Kondo helps readers conceptualize their home organization and storage habits by utilizing basic economic concepts. Through these concepts, the author translates the oftentimes daunting language of organizing to everyday, palatable lingo. She effectively guides the reader along the path of uncovering the very psychological correlations between organizational habits and psychology.

The Sunk-Cost Fallacy in Organizing

In economic terms, a sunk cost is a past cost that has already been paid and cannot be recovered. This term is highly applicable when it comes to organizing and is a major setback for many individuals who struggle to donate or discard unused items. For example, an individual may purchase a fruit bowl or even a small kitchen appliance while it is on sale and later decide not to use the item because the colors clash with the current decorating theme or because there is simply not enough space on the kitchen counter. Over time, the new purchase remains unused, and the individual may or may not realize the item is not really a necessity. However, the item remains in place because it is perpetually regarded as a “purchase” that went unused and may still be of use at a later date. Meanwhile, the item takes up space in the home and will likely never be used because it does not meet a more urgent need in the household.

When sorting through closet and storage spaces, remaining honest about an item’s realistic potential for use is paramount. While I, personally, do not aggressively focus on forcing clients to discard items simply for the sake of getting rid of things, I do encourage my clients to audibly talk through the way in which the item came into the home and list realistic pros and cons of keeping the item. At that point, the individual is typically able to make a firm, practical decision about whether the item should go or stay.

The Folly of Prediction in Sorting and Purging

More thoroughly explained in the Freakonomics podcast, the folly of prediction simply acknowledges that, in the grand scheme, human beings are often terrible at making accurate predictions. How does this relate to organizing? Marie Kondo uses this fallacy as a basis for utilizing current valuation of an object to determine whether to keep or remove it from the household. Common examples include clothes that are a few sizes too small or books that have already been read. At this point, my method diverges from the KonMari method slightly in that I typically do not insist on a client getting rid of clothing that is within a couple sizes of his or her current weight or donating favorite books if a) there is space to store the items within easy reach OR neatly within plain sight and b) the client establishes or is clearly working on an organized plan to get back into the smaller clothing size or reread the book. Other examples include housewares and decorations that were purchased for a specific purpose and will likely never be used again. Board games and toys that never see the light of day should also be considered through this lens in most cases.

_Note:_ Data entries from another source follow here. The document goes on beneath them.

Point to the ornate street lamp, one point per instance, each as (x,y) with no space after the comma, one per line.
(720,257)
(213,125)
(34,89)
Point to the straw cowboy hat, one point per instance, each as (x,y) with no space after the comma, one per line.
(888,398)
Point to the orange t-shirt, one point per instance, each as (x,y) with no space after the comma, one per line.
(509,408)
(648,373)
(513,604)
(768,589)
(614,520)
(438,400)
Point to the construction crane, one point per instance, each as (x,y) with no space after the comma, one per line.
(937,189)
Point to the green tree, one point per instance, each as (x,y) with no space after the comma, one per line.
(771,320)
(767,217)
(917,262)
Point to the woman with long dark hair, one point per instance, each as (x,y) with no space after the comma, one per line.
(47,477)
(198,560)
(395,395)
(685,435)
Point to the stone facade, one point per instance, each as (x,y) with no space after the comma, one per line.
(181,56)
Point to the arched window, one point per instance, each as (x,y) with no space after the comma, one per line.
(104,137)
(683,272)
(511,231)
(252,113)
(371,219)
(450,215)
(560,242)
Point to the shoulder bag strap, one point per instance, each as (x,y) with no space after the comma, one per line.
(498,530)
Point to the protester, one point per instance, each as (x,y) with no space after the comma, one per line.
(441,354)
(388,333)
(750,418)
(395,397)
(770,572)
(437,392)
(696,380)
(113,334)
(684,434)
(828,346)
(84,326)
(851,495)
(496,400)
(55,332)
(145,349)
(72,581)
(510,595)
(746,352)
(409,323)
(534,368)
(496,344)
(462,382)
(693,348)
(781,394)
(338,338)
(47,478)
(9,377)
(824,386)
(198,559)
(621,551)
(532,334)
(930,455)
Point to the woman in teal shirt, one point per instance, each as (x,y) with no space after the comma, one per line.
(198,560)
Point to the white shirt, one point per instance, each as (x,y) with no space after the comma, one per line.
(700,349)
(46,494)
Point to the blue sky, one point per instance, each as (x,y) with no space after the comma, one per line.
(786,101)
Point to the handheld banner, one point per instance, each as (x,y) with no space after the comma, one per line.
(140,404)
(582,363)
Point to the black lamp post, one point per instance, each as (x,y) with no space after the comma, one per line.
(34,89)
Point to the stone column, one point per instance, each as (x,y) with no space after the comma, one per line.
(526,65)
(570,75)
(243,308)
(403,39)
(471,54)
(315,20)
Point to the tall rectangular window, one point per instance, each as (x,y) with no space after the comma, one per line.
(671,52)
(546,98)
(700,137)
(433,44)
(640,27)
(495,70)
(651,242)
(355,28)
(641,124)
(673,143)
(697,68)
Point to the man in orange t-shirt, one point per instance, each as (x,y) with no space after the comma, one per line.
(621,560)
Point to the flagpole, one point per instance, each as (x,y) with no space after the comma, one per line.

Status Quo Bias and Preventing the Accumulation of “Clutter”

Under the status quo bias, as it relates to organizing, many people are governed by the belief that they should keep an item in the home if they cannot think of a reason to discard the object. Here Marie Kondo employs a dramatic switch that I find to be the most life-changing of all the economic concepts discussed: she suggests changing the status quo to one under which no item is kept in the home unless there is a valid reason to hold onto it. Under the suggested status quo, most of us would be opting for online bank, credit card, and utility statements, recycling empty bags and boxes, no longer keeping massive collections of old, unused plastic food storage containers. The average American household would be drastically different in form and, to a significant degree, in function. We would no longer need to go out and purchase new stuff to help us store our old stuff.

What would we do with all that extra space? Imagine how much more “living” we could do in our home environments…

For more information about the interplay between the KonMari method and economics, check out this  Atlantic editor’s personal experience.

 

 

 

 

 

 

 

 

Set Yourself Up for Success

It’s October. The leaves are crisp. The weather is soggy (here in New York). Pumpkin Spice Lattes are flowing freely. These are a few of our favorite things, right?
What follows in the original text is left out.